Le immagini degli spettri andranno acquisite con le stesse modalità operative utilizzate nella fotografia astronomica. Particolarmente critica è la fase di focheggiamento, da farsi su una stella luminosa di tipo A. In prima approssimazione si può mettere bene a fuoco la stella per poi cercare di migliorare il fuoco osservando le righe di assorbimento dello spettro. Spettri di stelle luminose potranno essere acquisiti con pose brevi di pochi secondi, mentre per spettri di stelle poco luminose saranno necessarie pose guidate anche di diversi minuti. Occorre porre molta attenzione al livello massimo del segnale per cercare di tenerlo al di sotto del livello di saturazione del sensore. Per i migliori risultati le immagini vanno pre-trattate con dark e flat frame e mediate per massimizzare il rapporto segnale/rumore finale.

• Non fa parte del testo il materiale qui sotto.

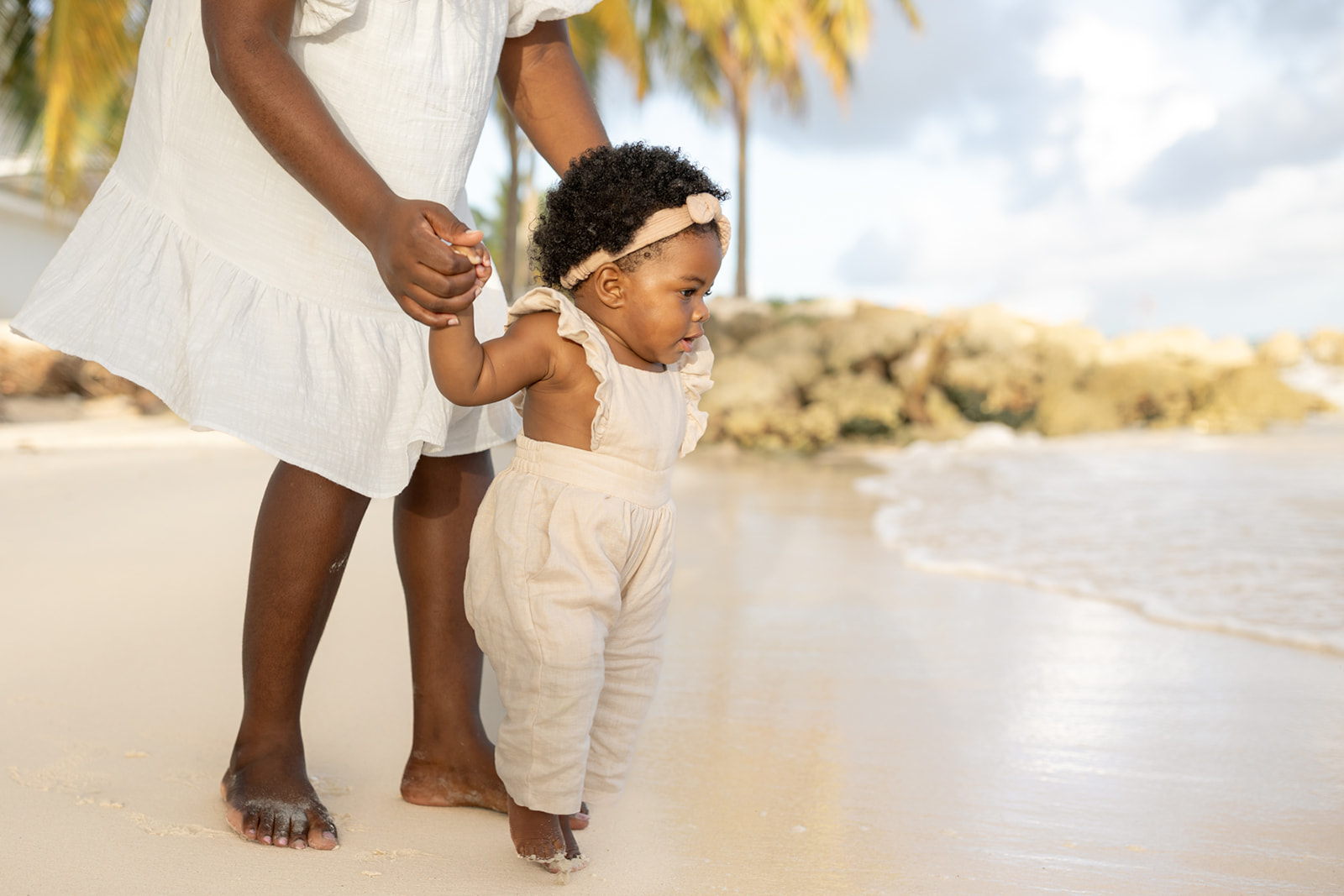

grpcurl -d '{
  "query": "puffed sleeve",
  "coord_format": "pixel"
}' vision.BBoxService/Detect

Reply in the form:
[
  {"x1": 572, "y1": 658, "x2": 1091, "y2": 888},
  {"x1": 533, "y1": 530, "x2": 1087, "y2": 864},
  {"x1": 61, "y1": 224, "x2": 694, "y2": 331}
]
[
  {"x1": 506, "y1": 0, "x2": 598, "y2": 38},
  {"x1": 294, "y1": 0, "x2": 359, "y2": 38},
  {"x1": 677, "y1": 336, "x2": 714, "y2": 457}
]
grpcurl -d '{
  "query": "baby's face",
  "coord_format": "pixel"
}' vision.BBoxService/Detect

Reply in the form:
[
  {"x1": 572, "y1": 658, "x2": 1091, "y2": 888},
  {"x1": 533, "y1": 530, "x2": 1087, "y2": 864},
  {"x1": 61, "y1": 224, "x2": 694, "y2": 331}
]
[{"x1": 613, "y1": 231, "x2": 723, "y2": 364}]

Possiamo farci un’idea del risultato raggiungibile con l’esempio di Fig. 3 sul campo stellare intorno alla variabile DY Peg (10a mag) ripreso con Star Analyser dall’autore con una posa di 300s ed un telescopio da 20cm. Si vedono le stelle di campo con i rispettivi spettri diffratti. Notare come i due spettri evidenziati siano diversi già ad una prima visione della strisciata, proprio in ragione della diversa tipologia delle due stelle che li hanno prodotti. Si tratta infatti di una stella bianca di tipo A e di una stella rossa di tipo M.

Figura 3: (sopra) Campo stellare intorno alla variabile pulsante DY Peg.(sotto a sinistra) Spettro della stella variabile DY Peg di tipo A.
(sotto a destra) Spettro della stella di campo GSC 01712-01246 di tipo M.

 

Una sessione spettroscopica minimale consiste nell’osservazione del target di interesse assieme ad una stella di riferimento di tipo A, collocata entro pochi gradi dal target, che servirà per la calibrazione in lambda e per la correzione della risposta strumentale, concetti che approfondiremo tra poco.